CPC attacked the FACA position in Nana-Bakassa on 24 July 2023. The clashes lasted for several hours and the rebels managed to occupy the town briefly before FACA recaptured it. Three insurgents were killed and two wounded. Due to the attack, some town residents fled to the bush and shops were closed.

== Administration ==
The sub-prefecture of Nana-Bakassa is made up of the single commune of the same name. With 46,247 inhabitants and 174 villages recorded in 2003, the commune is the most populated of the prefecture.

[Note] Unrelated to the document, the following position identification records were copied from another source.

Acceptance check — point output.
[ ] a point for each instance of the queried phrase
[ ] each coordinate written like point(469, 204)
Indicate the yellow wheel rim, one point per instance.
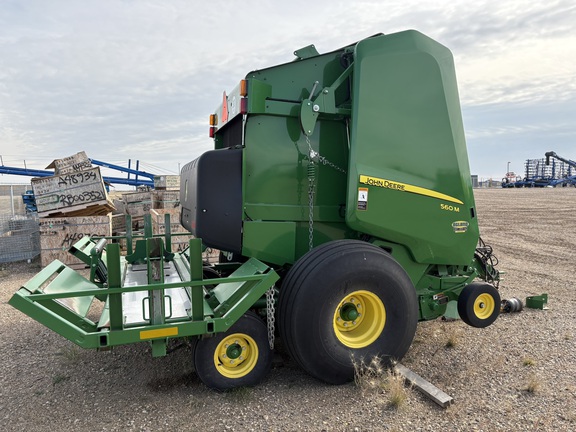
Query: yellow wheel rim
point(484, 306)
point(359, 319)
point(236, 355)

Villages on the Nana-Bakassa axis at Bossangoa: Bodoni, Tigueda, Bondiba, Zian, Bofile, Konkon, Goniyari, Bendoui, Ndali, Pembe Farm, Anafio 2, Dabili, Boali, Bozanga, Anafio, Zian-Boy, Ngawele, Botoro, Ngai-Gban, Bokoura, Bodolé, Bokongo, Bodoro-Gassa, Gonissang-Gassa, Boferan, Léré, Boko, Bokessé, Bonkone, Bende, Bokine, Bodouk, Bozele, Bokpata 1, Kete-Cbanou, Gazouene, Nonsi, Bomboimo, Bongboto, Douben, Zoro, Bogoro, Gbaton.

== Company ==
Since 1960, the locality is the seat of the Catholic parish Holy Thérèse of the Child Jesus Nana Bakassa, it depends on the diocese of Bossangoa. The commune is the seat of another Catholic parish whose seat is in the locality of Kouki, Saint Laurent de Kouki.

== Economy ==
In March 2013, after the closure of the Bossangoa factory, the industrial cotton crop gave way to subsistence crops.